President Donald Trump has been in office for more than three months, but he is still constantly bringing up his predecessor. Whether it’s casting blame or aspersions, Trump can’t stop talking about former President Joe Biden. In recent weeks, he’s mentioned Biden when asked about the stock market, the war in Gaza, what he’s doing to end Russia’s invasion of Ukraine, and his decision to send Venezuelan men to a prison in El Salvador.
On Friday, NBC’s Kristen Welker asked Trump when he’ll take responsibility for the performance of the U.S. economy. “I think the good parts are the Trump economy and the bad parts are the Biden economy,” Trump said. It was one of about 20 mentions of “Biden” Trump made in the interview, according to the transcript. The previous week, Trump mentioned Biden a dozen times during an interview with TIME.
In the Trump White House’s first 100 days, “Biden” was the fifth most frequently used word, according to a TIME analysis of transcripts of his public remarks and those of key spokespeople. The former President’s last name was uttered more than “border” and just less than the word “deal.” The most frequently used word was “great,” followed by “American” and “tariff.” To come up with the tally, TIME used an AI algorithm to analyze 92 events where Trump made on-camera remarks as well as press briefings his top officials held at the White House.
Andrew Bates, Biden’s former senior deputy White House press secretary, views the constant blaming of his former boss as “counterproductive” for Trump. “The economy was better off when Joe Biden left office—Trump actively damaged it, and so every time he says Joe Biden’s name it just makes people remember a time when the economy was better,” Bates says.
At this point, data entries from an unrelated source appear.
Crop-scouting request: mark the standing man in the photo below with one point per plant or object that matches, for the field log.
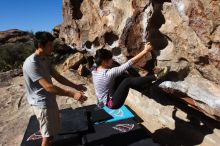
(41, 93)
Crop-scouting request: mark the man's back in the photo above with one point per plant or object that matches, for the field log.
(35, 68)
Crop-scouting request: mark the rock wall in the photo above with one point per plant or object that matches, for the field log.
(184, 34)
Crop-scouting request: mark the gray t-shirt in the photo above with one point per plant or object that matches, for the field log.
(35, 68)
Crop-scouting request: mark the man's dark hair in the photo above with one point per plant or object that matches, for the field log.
(42, 38)
(101, 55)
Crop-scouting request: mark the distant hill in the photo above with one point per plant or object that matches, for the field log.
(15, 46)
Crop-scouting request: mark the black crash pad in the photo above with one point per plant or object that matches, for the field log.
(96, 114)
(73, 121)
(120, 133)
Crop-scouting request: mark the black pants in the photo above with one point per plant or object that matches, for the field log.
(122, 90)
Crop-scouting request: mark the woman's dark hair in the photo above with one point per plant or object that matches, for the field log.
(101, 55)
(42, 38)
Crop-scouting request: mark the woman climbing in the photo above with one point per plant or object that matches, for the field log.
(104, 78)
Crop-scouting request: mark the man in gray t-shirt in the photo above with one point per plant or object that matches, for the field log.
(41, 93)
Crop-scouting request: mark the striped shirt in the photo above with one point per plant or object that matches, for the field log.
(104, 81)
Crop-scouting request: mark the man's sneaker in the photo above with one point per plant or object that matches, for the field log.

Yet Trump appears more than happy to continue blaming Biden for bad economic news. After the Commerce Department released data last week showing the gross domestic product shrank slightly in the first quarter, Trump said “This is Biden,” and then made clear a similar response may be coming in July. “You could even say the next quarter is sort of Biden.”
Polls suggest the public is likely to connect any upcoming economic troubles to Trump’s trade war. Gallup polling released in late April found that 70% of Americans believe Trump’s new tariffs will cost the U.S. more than they generate in the short term. And 89% of American adults believe the tariffs will likely result in higher prices.
In recent weeks, Biden has started stepping back into the spotlight. In mid-April, he gave a speech in which he criticized Trump’s haphazard firings and cost cuttings in the federal government, saying Trump’s administration is “shooting first and aiming later” and described Trump’s first months in office as being full of “damage” and “destruction” to programs that serve veterans and seniors. On Thursday, Biden and former First Lady Jill Biden will join the hosts of ABC’s The View.
Biden’s return to the national stage comes ahead of the release of multiple books looking at how his aides grappled with questions about his mental acuity during his time in office. At the end of May, CNN’s Jake Tapper and Axios’s Alex Thompson plan to publish “Original Sin: President Biden’s Decline, Its Cover-Up, and His Disastrous Choice to Run Again.” The Wall Street Journal’s Josh Dawsey, The New York Times’ Tyler Pager and the Washington Post’s Isaac Arnsdorf teamed up to write “2024: How Trump Retook the White House and the Democrats Lost America,” which is slated for early July.